As presidential election approaches, Madagascar's lemur sanctuary burns
Rhett Butler,
November 23, 2006
[corrected Nov. 24]

Forest fires are burning crucial lemur habitat and other hotbeds of biodiversity in Madagascar according to reports from the northeastern part of the island. The upcoming presidential election -- a bitterly contested poll -- may be partially to blame for the upswing in destruction says a leading local conservationist.

Madagascar, a biologically rich, but economically poor island country located off the southeastern coast of Africa is almost as famous for its environmental problems as for its lemurs, a charismatic group of primates found nowhere else on Earth. The country is home to some 90 types of lemurs as well as a bonanza of other rare and unusual creatures including a puma-like mongoose, spiny hedgehog-like beasts called tenrecs, and absurdly colorful chameleons. But these creatures are highly threatened by habitat destruction, most of which results from slash-and-burn agriculture that has left less than 10 percent of the island's original forest cover standing.

While the Malagasy government has cracked down on deforestation and launched an ambitious conservation initiative, parts of the country are plagued with corruption, especially in the departments of natural resources at the local level, and legal impotence. The porous local law enforcement allows deforestation to continue with little risk of meaningful punishment for violators and can make conservation efforts futile.

Complicating the issue further, Madagascar is a desperately poor country where most people's day-to-day survival is dependent upon natural resource use. Most Malagasy, as the people of Madagascar are known, never have an option to become factory or office workers; they must live off the land that surrounds them, making use of whatever resources they can find. Their most basic need -- putting food on the table -- far exceeds that of biodiversity and forest conservation. Their poverty costs Madagascar and the world through the loss of the island's endemic biodiversity.

Fire and forest clearing in the Marojejy area. Photo by Paul Atkinson, a Peace Corps worker evacuated from the region after death threats.

Slash-and-burn along trail just outside park boundary. Photo by Paul Atkinson, courtesy of
Slash-and-burn along trail just outside park boundary. Sowing rice on hillsides recently burned near Marojejy National Park. Photo by Paul Atkinson, courtesy of
Lacking other known alternatives, the Malagasy torch the forest despite official prohibition. Each year tens of thousands of hectares of forest are burned to clear land for subsistence rice farming and cattle grazing. However, this year may be worse than usual due to a contentious presidential election that has diverted interest and resources away from forest protection and law enforcement.

"Hell just started here," said Eric Mathieu (, a French conservationist who has lived in Andapa in northeast Madagascar for 13 years while working to preserve Marojejy National Park and Anjanaharibe-Sud Special Reserve. "The slash-and-burn is far worse than usual this year. With presidential elections coming, there is no control. You just have to sit and watch as a useless witness as the forests burn. Large portion of primary forests outside protected areas have been destroyed on the road from Sambava-Andapa. While the politicians campaign, the forests burn. Lemurs are losing habitat"

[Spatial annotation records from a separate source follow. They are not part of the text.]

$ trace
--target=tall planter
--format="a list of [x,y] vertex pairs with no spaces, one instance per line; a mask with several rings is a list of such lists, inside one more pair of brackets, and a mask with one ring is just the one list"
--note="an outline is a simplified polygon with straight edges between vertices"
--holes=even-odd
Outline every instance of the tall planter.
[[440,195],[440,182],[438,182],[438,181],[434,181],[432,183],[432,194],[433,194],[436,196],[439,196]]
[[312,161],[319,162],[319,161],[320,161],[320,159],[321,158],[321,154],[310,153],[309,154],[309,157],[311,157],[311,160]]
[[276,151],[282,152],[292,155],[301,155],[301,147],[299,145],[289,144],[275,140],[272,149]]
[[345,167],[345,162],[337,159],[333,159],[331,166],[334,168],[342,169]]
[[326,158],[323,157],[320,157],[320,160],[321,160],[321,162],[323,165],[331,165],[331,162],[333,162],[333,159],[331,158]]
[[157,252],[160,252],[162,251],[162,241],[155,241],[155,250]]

Lemurs aside, Mathieu says that slash-and-burners are putting their long-term livelihood at risk by forest clearing.

"We're witnessing a people commit collective suicide for future generations," he lamented. "It's sad to watch the future go up in smoke. Every year November to January are depressing months. Too much smoke in the air. Too many fires around. Too many days without blue sky, just an orange ball floating in a bitter mist.... but this year is worse so far."

Madagascar votes on December 3rd. Incumbent president Marc Ravalomanana, who has faced a military coup and an uptick in protests in recent weeks, is widely expected to win the election. Unlike his predecessor Didier Ratsiraka who was a disaster both for Madagascar's environment and economy, Ravalomanana is a favorite among environmental groups for his stance on conservation, which has netted the country tens of millions of dollars in aid. Still as the polls approach, it is becoming apparent that no party needs the return of political stability more than his country's forests.

"I am heartbroken that this great people [the Malagasy] are doing something so bad for their future," said Mathieu. "Just pray that after the election something will be done.".